Journalistic Envy

Writing

I thoroughly enjoyed this article by Conor Friedersdorf featured in The Atlantic: Should Mom-and-Pops That Forgo Gay Weddings Be Destroyed? The attack on Memories Pizza and its implications. I found it well formulated, balanced and intelligent. 

Social commentary aside, looking at this from the perspective of writing – the mechanics of writing, the processing of writing, and the emotion of writing – I read articles like this and I think, “Yes!  Now, why didn’t I think of that?”  When I find pieces that seem to express what my own perspective would be had I taken the time to actually formulate what my perspective would be, I usually end up feeling validated…and also guilty, envious and inadequate all at the same time.

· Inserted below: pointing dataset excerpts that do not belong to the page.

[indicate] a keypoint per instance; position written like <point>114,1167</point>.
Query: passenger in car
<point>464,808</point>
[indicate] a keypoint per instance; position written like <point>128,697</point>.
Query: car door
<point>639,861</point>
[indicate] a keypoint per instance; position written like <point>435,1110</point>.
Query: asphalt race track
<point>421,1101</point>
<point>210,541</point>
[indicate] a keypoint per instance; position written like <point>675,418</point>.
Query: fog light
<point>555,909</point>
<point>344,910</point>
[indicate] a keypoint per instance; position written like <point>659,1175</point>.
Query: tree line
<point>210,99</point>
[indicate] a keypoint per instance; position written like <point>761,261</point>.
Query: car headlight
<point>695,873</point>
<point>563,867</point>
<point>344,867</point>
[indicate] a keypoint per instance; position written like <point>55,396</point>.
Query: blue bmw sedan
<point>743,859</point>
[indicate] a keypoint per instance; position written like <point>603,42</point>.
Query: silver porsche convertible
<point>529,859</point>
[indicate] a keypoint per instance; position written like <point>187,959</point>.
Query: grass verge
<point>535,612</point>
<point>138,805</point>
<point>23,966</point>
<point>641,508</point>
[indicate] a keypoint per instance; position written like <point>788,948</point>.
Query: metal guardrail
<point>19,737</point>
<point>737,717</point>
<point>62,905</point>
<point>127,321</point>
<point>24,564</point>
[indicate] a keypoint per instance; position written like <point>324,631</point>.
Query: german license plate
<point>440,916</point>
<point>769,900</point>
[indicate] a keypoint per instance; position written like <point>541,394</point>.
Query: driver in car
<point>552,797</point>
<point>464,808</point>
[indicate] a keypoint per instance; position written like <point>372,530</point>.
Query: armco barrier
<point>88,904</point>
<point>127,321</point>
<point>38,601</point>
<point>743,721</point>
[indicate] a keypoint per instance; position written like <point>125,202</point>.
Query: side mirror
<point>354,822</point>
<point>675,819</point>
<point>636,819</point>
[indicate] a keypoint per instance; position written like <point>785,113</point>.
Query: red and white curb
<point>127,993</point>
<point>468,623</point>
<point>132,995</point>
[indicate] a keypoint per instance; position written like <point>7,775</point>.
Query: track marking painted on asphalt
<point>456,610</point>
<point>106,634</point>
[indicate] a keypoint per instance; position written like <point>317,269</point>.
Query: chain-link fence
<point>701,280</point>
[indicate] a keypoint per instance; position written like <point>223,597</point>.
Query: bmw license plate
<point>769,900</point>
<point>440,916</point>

Guilty that I haven’t spent more time thinking or reading about the issues being discussed with such fervor, but envious of the writer’s talent and skill.  Consider Friedersdorf’s intro:

“What do white evangelicals, Muslims, Mormons, blacks, conservative Republicans, and immigrants from Africa, South America, and Central America all have in common? They’re less likely to support gay marriage than the average Californian. Over the years, I’ve patronized restaurants owned by members of all those groups. Today, if I went out into Greater Los Angeles and chatted up owners of mom-and-pop restaurants, I’d sooner or later find one who would decline to cater a gay wedding. The owners might be members of Rick Warren’s church in Orange County. Or a family of immigrants in Little Ethiopia or on Olvera Street. Or a single black man or woman in Carson or Inglewood or El Segundo.

Should we destroy their livelihoods?”

For me, this intro accomplished the only goal an introductory passage has, which is to get the reader to keep reading.  In order to do this, it has to be engaging & provocative, but not so polarizing that the reader is offended or turned off.  I’m sure I’m not the only one who read this and thought, “Well, no, Conor…I don’t think we should destroy their livelihoods…but I will surely keep reading to see what you think.”

In supporting a position or cause, Friedersdorf insists that “respectful critique and persuasion is more effective than shaming.” Yeah, that.  Duh.  Eloquently stated, Conor!  Specific to Memories Pizza and the religious freedom legislation in Indiana, Friedersdorf quoted Matt Welch:

“The pizzeria discriminated against nobody,” Welch wrote, “merely said that it would choose not to serve a gay wedding if asked. Which it never, ever would be, because who asks a small-town pizzeria to cater a heterosexual wedding, let alone a gay one?” They were punished for “expressing a disfavored opinion to a reporter.”

Who asks a small-town pizzeria to cater a heterosexual wedding, let alone a gay one?  Touche, Matt!  That line made me chuckle, but wasn’t so distracting that I lost my train of thought or stopped reading – a guffaw would have distracted me.  A witty & clever zinger but not insulting and still on point.

But here’s the thing…if I didn’t have guys like Conor Friedersdorf helping me by filling in the blanks with their sophisticated words, I would have summed up the entire “should we destroy their livelihoods” debate with a single proverb that was often heard in my house growing up: two wrongs don’t make a right.  At the end of the day, isn’t that the point of all 2,316 words Friedersdorf wrote?  To the shop owner – you are wrong-minded in your discrimination…and to the digital mob threatening to burn down his shop – you are equally wrong-minded in your notion of appropriate reparations.  Ironic, isn’t it, considering both parties are so certain they are on solid moral ground?

Maybe that’s my niche.  Maybe I should stop trying to be the girl who works so hard to put together the correct words in the correct sequence – arranging and rearranging them over and over like flowers in a vase – so that others will read them and be left awestruck.  Maybe I need to stop trying so hard to write like the writers that I admire most.  Maybe I could learn to be ok with being the girl who says, “Hey jackass, two wrongs don’t make a right!  So stop discriminating against anyone for anything…and as for burning shit down…you should probably talk to someone about that.”